Bei erfahrenen Hypospadie-Chirurgen beträgt die Erfolgsrate mehr als 85 %.

Komplikationen: weniger als 15 % (Fistel, Stenose, Wunddehiszens, Divertikulum (Tasche)

Wenn der Harnröhrenausgang im Perineum liegt (meistens ist dann auch das Skrotum geteilt sowie ein einseitiger oder beidseiter Hodenhochstand liegt vor), bevorzugt Prof. Hadidi eine zweistufige Urethra-Rekonstruktion (insgesamt 3 Operationen).

In der ersten Operation wird die Penisschaftkrümmung, ein evt. vorliegender Hodenhochstand korrigiert sowie die Glans (Eichel) weit geöffnet und mit Präputialhaut bedeckt (als Vorbereitung für die Urethroplastik (Harnröhrenplastik).

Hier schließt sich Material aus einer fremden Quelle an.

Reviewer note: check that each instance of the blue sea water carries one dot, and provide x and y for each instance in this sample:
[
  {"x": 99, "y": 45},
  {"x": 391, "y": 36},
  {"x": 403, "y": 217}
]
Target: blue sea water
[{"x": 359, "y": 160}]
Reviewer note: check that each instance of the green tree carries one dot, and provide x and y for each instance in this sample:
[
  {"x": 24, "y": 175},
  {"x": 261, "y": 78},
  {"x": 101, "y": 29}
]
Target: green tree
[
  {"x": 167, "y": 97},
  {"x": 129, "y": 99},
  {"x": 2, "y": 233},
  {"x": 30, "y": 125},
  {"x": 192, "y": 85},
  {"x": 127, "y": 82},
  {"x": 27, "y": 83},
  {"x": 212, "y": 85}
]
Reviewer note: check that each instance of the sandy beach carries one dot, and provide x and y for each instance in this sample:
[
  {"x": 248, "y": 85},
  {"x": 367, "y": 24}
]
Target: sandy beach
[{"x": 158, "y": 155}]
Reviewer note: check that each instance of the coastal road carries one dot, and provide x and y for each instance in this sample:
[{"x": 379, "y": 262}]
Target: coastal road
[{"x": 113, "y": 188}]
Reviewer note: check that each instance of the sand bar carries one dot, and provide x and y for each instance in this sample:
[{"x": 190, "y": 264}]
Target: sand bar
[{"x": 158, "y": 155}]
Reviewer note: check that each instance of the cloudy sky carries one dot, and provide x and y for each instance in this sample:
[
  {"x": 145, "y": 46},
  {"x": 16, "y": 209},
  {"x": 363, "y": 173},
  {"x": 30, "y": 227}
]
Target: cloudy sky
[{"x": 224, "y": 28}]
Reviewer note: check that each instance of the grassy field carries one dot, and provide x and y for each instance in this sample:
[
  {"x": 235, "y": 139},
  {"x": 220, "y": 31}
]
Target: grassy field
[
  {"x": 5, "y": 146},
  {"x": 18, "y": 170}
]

Prof. Hadidi bevorzugt eine der folgenden 2 Techniken, abhängig von der Schwere der Penisschaftkrümmung:

Technik: “CEDU” (“Chordee Excision and Distal Urethroplastik”): die Penisschaftkrümmung wird korrigiert, indem das hypoplastische Gewebe, welches die Penisschaftkrümmung hervorruft, exzidiert wird (damit kann sich der Penis aufrichten) und die distale Harnröhre wird konstruiert. D. h. der Urin kommt nach dieser Operation noch immer aus der ursprünglichen Öffnung (Grafik a-i). Der Penis wird mit einem Haltefaden für (idealerweise) 3 Wochen am unteren Abdomen fixiert. Falls sich der Faden vorher löst (kein Grund zur Besorgnis), versuchen Sie, den Penis beim Wickeln immer nach “oben” zu klappen. 1 Monat nach OP massieren Sie 3 x täglich den Penis mit Betnesol Salbe ein. Sie erhalten hierzu Informationen von Prof. Hadidi und einen Link zu einem Video für die richtige Anwendung. Etwa 5-6 Monate später wird dann die Harnröhre bis zur Penisspitze konstruiert. Der 3. Eingriff erfolgt dann frühestens nach 6 Monaten (Vorhautrekonstruktion – sofern medizinisch möglich; oder Zirkumzision, siehe Frage 41.)

CEDU

oder folgende Technik: “2-stage BILAB” (“2-stage bilateral based flap”). Diese Technik wird von Prof. Hadidi dann angewandt, wenn die Penisschaftkrümmung so stark/tief ist, dass die Korrektur der Krümmung in zwei Eingriffen durchgeführt werden muss (das kann meist erst intraoperativ entschieden werden). Zur Erklärung: durch die Aufrichtung des Penis entsteht ein großer Hautdefekt, der nur durch Transplantat aus der Genital- oder Leistenregion oder Mundschleimhaut gedeckt werden kann. Nach der 1. Operation erfolgt das Urinieren noch aus der ursprünglichen Öffnung (Grafik a-e). In der 2. Operation ca. 5-6 Monate später wird dann die neue Harnröhre konstruiert (Grafik: f) . Der Penis wird mit einem Haltefaden für (idealerweise) 3 Wochen am unteren Abdomen fixiert. Falls sich der Faden vorher löst (kein Grund zur Besorgnis), versuchen Sie, den Penis beim Wickeln immer nach “oben” zu klappen. 1 Monat nach OP massieren Sie 3 x täglich den Penis mit Betnesol Salbe ein. Sie erhalten hierzu Informationen von Prof. Hadidi vor der Entlassung und einen Link zu einem Video für die richtige Anwendung. Der 3. Eingriff erfolgt dann frühestens nach 6 Monaten (Vorhautrekonstruktion – sofern medizinisch möglich; oder Zirkumzision, siehe Frage 41.)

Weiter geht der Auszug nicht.